Joseph Guerin serial squatter breaks into Baton Rouge, Louisiana home
Joseph Guerin serial squatter turns Baton Rouge, Louisiana home into drug den as he tries to sell 4 bedroom ranch style house for $225K.

Joseph Guerin serial squatter tries to sell Baton Rouge, Louisiana home for $225K as cops refuse to help homeowners Richard and Kristen Craven as the home is now turned into a drug den. 

A squatter who tried to sell a couple’s Louisiana home for nearly a quarter of a million dollars four months ago has been caught breaking into the same house again. Upon posting bail the man was allowed back into the house with police refusing to get involved in what they decry as a ‘civil-matter’.

Joseph Guerin was caught breaking into the ranch-style property in Baton Rogue, Louisiana, earlier this week after owners Richard Craven and his wife Kristen were alerted by neighbours.

It is the second time Guerin has been found in the property, with police saying the matter needs to be addressed through the housing courts. 

Police refuse to get involved

Richard and Kristen inherited the four-bedroom, 3,200-square-foot home back in 2022 following the death of Kristen’s parents where the home sat empty.
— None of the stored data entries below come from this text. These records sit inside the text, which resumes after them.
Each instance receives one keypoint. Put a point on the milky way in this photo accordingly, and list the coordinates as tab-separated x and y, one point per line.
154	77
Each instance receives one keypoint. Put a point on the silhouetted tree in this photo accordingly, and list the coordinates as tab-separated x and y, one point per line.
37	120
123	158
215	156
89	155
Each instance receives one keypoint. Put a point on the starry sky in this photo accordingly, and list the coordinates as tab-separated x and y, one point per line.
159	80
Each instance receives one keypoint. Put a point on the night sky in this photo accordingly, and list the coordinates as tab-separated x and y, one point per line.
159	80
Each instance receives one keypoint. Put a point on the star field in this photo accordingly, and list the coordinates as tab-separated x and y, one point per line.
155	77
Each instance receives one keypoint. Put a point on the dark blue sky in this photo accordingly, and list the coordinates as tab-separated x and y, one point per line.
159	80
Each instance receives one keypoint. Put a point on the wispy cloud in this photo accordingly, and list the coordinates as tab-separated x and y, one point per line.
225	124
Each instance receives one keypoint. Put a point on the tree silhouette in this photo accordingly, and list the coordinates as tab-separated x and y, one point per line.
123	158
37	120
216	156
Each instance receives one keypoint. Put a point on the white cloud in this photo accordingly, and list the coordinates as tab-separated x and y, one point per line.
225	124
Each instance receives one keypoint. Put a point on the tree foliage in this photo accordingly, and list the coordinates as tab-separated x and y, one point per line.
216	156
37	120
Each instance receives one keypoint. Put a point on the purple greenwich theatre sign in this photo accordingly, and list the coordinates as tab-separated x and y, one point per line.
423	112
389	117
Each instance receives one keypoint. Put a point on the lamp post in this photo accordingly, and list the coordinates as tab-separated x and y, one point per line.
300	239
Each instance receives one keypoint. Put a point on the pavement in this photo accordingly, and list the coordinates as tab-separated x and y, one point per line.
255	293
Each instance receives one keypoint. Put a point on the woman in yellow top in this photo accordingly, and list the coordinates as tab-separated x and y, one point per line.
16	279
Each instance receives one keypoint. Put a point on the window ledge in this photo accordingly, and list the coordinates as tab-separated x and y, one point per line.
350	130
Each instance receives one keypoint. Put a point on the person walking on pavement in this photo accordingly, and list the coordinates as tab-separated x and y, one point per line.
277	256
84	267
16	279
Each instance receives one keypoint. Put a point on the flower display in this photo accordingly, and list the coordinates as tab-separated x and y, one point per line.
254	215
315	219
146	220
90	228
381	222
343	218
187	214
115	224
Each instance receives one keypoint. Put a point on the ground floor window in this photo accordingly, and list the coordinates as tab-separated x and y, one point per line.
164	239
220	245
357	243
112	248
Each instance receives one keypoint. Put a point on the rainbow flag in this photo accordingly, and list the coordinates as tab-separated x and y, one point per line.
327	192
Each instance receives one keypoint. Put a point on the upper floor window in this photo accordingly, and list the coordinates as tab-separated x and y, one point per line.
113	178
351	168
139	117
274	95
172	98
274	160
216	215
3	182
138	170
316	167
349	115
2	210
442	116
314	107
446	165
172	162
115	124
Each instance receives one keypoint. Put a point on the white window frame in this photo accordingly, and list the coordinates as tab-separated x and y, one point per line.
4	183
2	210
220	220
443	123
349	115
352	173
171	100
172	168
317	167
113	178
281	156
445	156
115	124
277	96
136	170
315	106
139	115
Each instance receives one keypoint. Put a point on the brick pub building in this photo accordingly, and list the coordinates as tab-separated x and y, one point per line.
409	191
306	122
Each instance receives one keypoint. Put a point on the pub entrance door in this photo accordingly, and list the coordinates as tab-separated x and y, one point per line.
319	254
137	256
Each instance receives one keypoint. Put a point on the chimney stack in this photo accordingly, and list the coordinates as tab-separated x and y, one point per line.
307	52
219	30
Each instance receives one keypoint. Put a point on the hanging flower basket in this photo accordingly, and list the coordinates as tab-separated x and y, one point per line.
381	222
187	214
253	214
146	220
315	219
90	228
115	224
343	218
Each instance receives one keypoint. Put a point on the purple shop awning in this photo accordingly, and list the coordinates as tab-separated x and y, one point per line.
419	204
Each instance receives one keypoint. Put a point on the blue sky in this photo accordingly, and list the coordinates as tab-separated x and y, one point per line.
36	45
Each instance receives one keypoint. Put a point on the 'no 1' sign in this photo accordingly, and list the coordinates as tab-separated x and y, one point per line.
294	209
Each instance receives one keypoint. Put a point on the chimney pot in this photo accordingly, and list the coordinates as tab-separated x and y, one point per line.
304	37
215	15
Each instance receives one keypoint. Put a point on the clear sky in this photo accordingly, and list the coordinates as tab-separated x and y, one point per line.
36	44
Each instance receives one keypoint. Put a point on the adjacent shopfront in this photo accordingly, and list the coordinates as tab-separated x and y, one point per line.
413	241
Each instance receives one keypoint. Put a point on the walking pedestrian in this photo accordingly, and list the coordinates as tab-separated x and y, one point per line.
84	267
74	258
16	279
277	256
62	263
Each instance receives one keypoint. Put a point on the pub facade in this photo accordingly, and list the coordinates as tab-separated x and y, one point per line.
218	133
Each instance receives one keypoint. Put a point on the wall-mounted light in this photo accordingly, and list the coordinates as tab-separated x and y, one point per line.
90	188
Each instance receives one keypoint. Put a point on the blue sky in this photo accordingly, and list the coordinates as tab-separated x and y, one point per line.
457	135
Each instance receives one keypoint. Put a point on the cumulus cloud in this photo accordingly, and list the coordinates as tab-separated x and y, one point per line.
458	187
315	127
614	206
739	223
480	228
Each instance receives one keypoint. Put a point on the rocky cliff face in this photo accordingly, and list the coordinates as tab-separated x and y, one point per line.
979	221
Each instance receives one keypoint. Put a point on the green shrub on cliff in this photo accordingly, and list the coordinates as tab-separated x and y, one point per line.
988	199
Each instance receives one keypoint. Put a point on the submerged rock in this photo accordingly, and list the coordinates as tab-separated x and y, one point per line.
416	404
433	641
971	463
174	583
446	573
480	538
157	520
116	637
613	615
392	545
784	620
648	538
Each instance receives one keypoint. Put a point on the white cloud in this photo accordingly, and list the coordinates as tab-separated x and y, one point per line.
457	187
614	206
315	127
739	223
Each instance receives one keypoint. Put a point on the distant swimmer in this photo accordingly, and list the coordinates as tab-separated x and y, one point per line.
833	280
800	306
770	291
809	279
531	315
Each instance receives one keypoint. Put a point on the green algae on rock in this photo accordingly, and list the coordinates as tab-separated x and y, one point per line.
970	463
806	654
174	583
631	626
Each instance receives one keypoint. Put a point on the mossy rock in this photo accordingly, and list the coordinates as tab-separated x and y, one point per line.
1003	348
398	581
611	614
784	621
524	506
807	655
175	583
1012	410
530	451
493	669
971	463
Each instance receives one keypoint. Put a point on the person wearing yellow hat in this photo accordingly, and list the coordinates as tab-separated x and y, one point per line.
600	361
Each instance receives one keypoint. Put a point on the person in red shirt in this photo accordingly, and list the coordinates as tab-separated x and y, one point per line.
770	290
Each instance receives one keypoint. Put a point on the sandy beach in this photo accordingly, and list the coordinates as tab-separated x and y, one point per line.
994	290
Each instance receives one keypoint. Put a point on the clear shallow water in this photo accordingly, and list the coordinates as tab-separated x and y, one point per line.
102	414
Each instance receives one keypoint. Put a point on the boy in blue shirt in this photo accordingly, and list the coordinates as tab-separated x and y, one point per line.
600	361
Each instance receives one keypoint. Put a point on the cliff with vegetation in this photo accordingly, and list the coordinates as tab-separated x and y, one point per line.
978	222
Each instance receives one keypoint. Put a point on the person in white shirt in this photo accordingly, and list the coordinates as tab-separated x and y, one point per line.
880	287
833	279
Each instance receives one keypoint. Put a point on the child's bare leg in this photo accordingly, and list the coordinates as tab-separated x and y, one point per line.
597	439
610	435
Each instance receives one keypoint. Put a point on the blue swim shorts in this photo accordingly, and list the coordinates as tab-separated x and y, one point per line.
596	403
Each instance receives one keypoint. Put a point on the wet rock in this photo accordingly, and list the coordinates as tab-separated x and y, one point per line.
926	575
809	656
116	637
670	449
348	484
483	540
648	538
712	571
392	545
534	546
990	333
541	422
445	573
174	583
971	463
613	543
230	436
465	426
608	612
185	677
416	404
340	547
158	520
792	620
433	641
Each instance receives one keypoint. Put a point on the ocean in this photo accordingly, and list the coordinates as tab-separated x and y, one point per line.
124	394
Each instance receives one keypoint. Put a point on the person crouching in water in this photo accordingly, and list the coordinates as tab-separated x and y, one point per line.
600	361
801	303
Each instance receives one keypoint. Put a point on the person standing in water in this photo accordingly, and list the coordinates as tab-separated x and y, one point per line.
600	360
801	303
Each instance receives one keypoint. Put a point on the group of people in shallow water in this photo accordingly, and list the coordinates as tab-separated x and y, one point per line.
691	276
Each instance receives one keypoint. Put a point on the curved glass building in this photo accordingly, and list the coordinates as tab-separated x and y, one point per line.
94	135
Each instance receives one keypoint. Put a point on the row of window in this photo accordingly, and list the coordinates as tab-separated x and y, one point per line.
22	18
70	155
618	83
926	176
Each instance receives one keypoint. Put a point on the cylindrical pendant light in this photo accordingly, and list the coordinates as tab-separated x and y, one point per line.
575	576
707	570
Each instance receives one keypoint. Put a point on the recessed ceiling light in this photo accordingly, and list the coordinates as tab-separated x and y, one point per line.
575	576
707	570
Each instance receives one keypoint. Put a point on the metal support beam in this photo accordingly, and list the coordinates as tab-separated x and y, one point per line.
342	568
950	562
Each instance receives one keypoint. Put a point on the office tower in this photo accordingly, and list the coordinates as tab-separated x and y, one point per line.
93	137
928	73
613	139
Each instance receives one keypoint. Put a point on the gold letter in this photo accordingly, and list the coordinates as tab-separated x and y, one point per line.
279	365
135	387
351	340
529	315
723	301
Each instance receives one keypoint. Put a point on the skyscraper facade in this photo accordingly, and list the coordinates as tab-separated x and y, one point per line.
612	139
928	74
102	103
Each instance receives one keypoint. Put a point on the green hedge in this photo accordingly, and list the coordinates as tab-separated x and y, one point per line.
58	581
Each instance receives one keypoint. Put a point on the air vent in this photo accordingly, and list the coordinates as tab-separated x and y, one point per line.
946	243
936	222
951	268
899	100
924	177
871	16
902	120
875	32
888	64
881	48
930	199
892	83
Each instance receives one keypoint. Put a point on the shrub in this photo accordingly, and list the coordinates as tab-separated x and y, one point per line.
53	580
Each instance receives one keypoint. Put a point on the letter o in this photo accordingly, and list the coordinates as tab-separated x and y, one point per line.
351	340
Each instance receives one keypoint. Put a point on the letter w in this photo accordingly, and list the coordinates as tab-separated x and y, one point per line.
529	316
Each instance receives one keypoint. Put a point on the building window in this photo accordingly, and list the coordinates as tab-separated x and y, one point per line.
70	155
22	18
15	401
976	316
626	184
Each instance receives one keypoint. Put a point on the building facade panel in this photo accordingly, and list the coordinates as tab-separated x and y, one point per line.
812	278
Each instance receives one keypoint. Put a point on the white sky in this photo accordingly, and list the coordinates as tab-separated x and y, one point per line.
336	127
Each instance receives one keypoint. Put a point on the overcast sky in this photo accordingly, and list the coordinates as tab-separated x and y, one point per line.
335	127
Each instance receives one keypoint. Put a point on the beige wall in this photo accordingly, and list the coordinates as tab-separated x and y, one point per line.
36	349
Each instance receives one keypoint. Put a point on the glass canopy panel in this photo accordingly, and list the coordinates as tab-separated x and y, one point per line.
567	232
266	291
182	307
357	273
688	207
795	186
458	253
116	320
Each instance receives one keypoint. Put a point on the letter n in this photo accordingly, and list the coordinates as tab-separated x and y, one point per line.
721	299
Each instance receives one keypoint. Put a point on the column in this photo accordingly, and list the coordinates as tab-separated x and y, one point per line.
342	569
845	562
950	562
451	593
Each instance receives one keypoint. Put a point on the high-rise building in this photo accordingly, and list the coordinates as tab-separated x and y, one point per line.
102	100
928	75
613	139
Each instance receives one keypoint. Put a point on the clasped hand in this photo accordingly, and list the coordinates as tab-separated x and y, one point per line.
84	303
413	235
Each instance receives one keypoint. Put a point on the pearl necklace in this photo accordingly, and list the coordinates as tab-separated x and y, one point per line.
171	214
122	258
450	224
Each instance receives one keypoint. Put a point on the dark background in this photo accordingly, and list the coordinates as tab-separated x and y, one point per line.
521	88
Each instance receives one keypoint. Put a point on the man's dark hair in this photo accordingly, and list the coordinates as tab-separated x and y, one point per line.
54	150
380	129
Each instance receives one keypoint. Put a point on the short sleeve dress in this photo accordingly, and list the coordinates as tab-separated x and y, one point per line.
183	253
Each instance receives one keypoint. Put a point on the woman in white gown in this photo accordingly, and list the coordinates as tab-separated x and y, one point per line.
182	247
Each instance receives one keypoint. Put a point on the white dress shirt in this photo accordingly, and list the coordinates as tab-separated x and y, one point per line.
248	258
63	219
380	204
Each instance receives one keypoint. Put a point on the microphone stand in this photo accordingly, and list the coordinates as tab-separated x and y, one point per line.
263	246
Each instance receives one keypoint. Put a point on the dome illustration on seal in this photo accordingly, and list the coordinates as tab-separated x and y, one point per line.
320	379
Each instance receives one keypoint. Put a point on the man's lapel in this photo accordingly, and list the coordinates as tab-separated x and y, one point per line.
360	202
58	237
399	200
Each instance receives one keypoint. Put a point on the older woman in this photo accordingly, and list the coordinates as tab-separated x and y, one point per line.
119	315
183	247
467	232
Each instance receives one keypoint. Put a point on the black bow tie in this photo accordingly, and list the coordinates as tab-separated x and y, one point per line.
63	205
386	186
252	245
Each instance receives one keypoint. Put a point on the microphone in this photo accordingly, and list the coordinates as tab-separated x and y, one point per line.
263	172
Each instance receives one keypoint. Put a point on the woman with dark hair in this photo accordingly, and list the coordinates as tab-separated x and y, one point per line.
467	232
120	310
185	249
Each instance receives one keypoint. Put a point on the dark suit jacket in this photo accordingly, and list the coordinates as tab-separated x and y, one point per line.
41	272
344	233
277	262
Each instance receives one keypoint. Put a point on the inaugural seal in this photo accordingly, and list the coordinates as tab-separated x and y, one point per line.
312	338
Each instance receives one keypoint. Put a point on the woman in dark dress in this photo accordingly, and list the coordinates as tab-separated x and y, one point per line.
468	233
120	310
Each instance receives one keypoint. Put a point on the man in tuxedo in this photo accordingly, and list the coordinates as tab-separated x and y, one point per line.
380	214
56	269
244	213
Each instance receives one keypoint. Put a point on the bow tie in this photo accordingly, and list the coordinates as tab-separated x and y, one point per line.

Intending to remodel and sell the home, they paid a visit in April only to find Guerin had broken into the four-bedroom home along with placing all the utilities under his name along with having changed house locks.

Taking squatters’ rights to a whole new level, Guerin had also listed the house for sale for $225,000.

Upon first discovering the unwanted guests, instead of calling the police straight away, the Cravens kept watch of their home, taking note of different people entering and exiting. Richard told WBRZ he suspected the house was being used for more than just sleeping.

‘Drug using, drug dealing, I don’t know if he was renting rooms out to females,’ Richard Craven told the outlet. 

When Richard did eventually report the problem to the police he was told it was a civil matter as both the Cravens and the squatters were able to provide documents that ‘proved’ they were the rightful owners. Allegedly Guerin was able to show paperwork claiming he paid property taxes.

‘The police won’t show me what paperwork he has,’ Richard Craven told WBRZ. ‘I’ve told them whatever he has, has got to be forged.’

Rude shock return

Eventually, Guerin was arrested for unauthorised entry and the Cravens discovered how the squatters had gone on to refurb the family home.

Guerin had torn up the carpet and replaced it with tile flooring, moved in with his own furniture, chosen new low-quality countertops and painted everything white, including a window to obstruct views into the home.

‘It was ransacked. Everything was tossed,’ Richard described.

Thinking the matter was behind them, the Cravens received a rude shock when they received a text from a neighbor alerting them that Guerin had returned.

Joseph Guerin serial squatter breaks into Baton Rouge, Louisiana home
Pictured, Richard Craven, Baton Rouge home-owner forced to deal with serial squatter, Joseph Guerin.

Forced to contend with a housing law loop-hole

Four months later, on 5th September Joseph Guerin had returned just one day after being released from jail. The serial squatter even gave the Baton Rogue house as his address on police paperwork.

Baton Rogue Police once again have been reluctant to help. While Louisiana law does say squatting is illegal, it only protects a person who has possessed the property for 10 interrupted years in good faith and by just title, or for 30 years without title or good faith, meaning it is of little help to the Cravens.

‘I’m not going to let a criminal to go bust in the house and take control,’ Craven told WDRB. ‘It’s just as simple as that. So it’s more than getting control. He’s going. He’s going to go.’